L’Avana – L’isola caraibica è nuovamente scossa da proteste popolari. Residenti di diversi quartieri della capitale cubana sono scesi in strada per denunciare la grave crisi energetica, i continui blackout e il progressivo deterioramento delle condizioni di vita.
Manifestazioni in Diversi Quartieri
Secondo video diffusi sui social media, le proteste si sono concentrate in diverse zone della capitale:
- San Isidro
- Centro Habana
- Guanabacoa
- San Miguel del Padrón
I manifestanti hanno dato vita a cacerolazos (proteste con pentole e padelle) e hanno organizzato blocchi stradali per attirare l’attenzione sulle loro difficoltà quotidiane.
La Crisi Energetica
La situazione elettrica sull’isola è drammatica.
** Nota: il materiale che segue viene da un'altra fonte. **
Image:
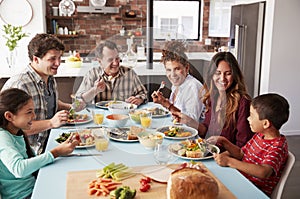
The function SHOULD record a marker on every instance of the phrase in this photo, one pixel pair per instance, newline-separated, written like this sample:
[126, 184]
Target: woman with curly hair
[226, 100]
[185, 95]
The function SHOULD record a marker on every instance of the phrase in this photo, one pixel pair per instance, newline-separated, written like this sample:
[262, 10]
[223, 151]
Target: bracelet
[170, 106]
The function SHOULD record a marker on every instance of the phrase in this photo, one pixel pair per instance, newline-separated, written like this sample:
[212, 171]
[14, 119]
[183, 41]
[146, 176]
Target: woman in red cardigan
[227, 102]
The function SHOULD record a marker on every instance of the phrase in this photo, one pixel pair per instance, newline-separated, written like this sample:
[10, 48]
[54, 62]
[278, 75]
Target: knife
[82, 154]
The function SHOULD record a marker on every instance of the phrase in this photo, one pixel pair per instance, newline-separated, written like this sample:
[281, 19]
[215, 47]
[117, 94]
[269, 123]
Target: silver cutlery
[162, 85]
[82, 154]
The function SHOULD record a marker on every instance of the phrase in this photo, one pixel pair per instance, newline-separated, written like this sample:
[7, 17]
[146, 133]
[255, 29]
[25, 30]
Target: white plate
[103, 103]
[85, 146]
[84, 121]
[123, 134]
[185, 128]
[187, 158]
[158, 173]
[78, 147]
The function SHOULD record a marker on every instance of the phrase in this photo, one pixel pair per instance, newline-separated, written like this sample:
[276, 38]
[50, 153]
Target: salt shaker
[66, 31]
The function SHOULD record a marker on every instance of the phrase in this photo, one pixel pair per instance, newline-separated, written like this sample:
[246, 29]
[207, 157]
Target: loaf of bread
[191, 183]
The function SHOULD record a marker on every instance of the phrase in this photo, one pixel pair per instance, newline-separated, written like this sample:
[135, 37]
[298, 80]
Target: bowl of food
[150, 138]
[117, 120]
[135, 116]
[122, 108]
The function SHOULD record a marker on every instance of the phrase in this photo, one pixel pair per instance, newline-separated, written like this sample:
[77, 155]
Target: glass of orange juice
[98, 117]
[146, 119]
[101, 139]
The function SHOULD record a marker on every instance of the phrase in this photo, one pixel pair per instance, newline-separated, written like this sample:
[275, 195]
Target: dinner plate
[182, 128]
[85, 146]
[119, 134]
[164, 113]
[103, 104]
[175, 153]
[81, 121]
[67, 134]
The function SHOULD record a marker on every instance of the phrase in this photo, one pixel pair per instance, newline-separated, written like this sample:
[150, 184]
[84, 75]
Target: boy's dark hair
[272, 107]
[42, 43]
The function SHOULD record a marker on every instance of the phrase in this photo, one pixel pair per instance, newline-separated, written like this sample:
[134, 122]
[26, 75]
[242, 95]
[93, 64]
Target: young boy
[263, 158]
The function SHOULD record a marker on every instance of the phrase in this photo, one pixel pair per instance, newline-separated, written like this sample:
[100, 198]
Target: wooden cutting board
[78, 181]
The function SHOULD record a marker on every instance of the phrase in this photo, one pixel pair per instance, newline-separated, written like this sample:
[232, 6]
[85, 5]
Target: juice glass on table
[146, 119]
[98, 117]
[101, 139]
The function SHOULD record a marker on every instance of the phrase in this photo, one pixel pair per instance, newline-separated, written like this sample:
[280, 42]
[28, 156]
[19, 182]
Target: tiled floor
[292, 186]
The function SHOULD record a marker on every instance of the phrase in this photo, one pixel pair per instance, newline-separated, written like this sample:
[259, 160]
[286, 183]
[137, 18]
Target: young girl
[18, 162]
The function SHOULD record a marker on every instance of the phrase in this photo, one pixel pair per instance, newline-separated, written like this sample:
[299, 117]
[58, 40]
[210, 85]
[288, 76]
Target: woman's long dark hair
[234, 93]
[13, 100]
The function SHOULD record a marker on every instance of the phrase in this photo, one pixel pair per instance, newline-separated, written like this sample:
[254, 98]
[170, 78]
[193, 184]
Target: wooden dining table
[52, 179]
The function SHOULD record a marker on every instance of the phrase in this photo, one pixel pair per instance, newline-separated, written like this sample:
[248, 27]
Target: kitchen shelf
[63, 17]
[130, 19]
[66, 36]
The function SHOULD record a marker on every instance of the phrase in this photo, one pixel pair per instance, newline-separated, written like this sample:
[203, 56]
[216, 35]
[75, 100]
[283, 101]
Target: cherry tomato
[147, 179]
[145, 187]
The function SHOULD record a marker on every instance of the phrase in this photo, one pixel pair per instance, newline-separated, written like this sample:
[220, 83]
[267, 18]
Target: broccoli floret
[118, 192]
[123, 192]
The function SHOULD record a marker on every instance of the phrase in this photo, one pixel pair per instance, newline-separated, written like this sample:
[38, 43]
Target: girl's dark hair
[174, 51]
[272, 107]
[13, 100]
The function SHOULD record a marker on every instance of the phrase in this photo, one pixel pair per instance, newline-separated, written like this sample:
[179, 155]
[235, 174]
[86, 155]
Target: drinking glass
[98, 117]
[101, 139]
[146, 119]
[162, 155]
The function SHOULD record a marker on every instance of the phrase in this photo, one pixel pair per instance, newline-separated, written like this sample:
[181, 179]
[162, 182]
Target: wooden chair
[277, 192]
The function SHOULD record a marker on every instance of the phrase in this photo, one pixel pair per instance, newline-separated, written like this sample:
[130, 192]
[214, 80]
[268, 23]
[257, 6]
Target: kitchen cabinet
[54, 22]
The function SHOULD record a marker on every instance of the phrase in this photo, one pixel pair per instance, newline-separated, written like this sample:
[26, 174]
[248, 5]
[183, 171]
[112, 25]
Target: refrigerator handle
[240, 41]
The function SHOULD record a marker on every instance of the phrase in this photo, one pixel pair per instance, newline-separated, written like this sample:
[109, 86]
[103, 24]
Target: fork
[162, 85]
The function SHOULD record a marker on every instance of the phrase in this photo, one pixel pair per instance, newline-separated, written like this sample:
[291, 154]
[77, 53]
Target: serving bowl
[117, 120]
[121, 108]
[135, 116]
[149, 139]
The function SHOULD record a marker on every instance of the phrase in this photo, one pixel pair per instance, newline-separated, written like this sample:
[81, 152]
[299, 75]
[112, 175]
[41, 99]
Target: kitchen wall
[35, 26]
[96, 27]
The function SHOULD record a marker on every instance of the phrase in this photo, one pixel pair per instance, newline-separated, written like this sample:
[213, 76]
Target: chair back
[277, 192]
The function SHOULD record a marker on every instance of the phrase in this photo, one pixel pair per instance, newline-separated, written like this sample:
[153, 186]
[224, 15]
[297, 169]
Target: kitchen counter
[140, 69]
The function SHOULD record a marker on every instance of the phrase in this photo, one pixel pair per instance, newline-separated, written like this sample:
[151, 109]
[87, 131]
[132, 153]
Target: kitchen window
[176, 19]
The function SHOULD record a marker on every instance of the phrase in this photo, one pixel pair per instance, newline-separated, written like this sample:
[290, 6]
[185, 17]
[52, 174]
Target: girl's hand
[66, 147]
[158, 97]
[60, 118]
[222, 159]
[216, 139]
[134, 100]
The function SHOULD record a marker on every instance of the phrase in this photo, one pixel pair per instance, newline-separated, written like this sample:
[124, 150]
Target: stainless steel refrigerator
[246, 38]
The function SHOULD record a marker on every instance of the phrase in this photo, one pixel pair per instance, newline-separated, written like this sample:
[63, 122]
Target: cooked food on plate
[84, 137]
[176, 131]
[134, 130]
[190, 182]
[74, 117]
[191, 149]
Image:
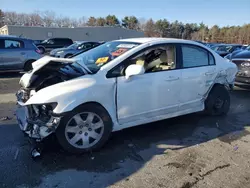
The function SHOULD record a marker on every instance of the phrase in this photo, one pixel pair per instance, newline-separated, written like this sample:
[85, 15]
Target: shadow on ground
[126, 152]
[10, 75]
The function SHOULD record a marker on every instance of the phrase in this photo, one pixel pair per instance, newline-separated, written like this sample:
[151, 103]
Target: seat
[156, 63]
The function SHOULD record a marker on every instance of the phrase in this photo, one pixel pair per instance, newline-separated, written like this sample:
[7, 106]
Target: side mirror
[133, 70]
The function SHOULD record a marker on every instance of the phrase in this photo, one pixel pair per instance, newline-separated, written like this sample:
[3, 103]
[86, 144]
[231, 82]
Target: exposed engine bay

La compagnia elettrica nazionale ha previsto un deficit del 69% della domanda nelle ore di punta, dopo il quarto collasso del sistema elettrico registrato nel 2026.
Gli abitanti denunciano interruzioni continue della corrente elettrica, con il servizio disponibile solo per brevi periodi. Questa situazione rende impossibile:
- Conservare gli alimenti
- Cucinare regolarmente
- Pompare l’acqua
Il Blocco della Sottostazione
A San Miguel del Padrón, secondo quanto riferisce Diario de Cuba, alcuni residenti avrebbero bloccato l’accesso a una sottostazione elettrica per protestare contro le nuove interruzioni programmate.
Malcontento Sociale in Crescita
Le proteste non riguardano solo l’energia elettrica. Il malcontento sociale è alimentato da una crisi più ampia che include:
- Scarsità d’acqua
- Mancanza di cibo
- Carenza di carburanti
- Peggioramento generale delle condizioni di vita
Denunce di Arresti
L’organizzazione per i diritti umani Cubalex ha denunciato l’arresto di sei persone dopo una manifestazione a Guantánamo, sollevando preoccupazioni sulla gestione del dissenso da parte delle autorità.
La situazione rimane tesa, con la popolazione che continua a chiedere soluzioni immediate alla crisi che sta paralizzando il Paese.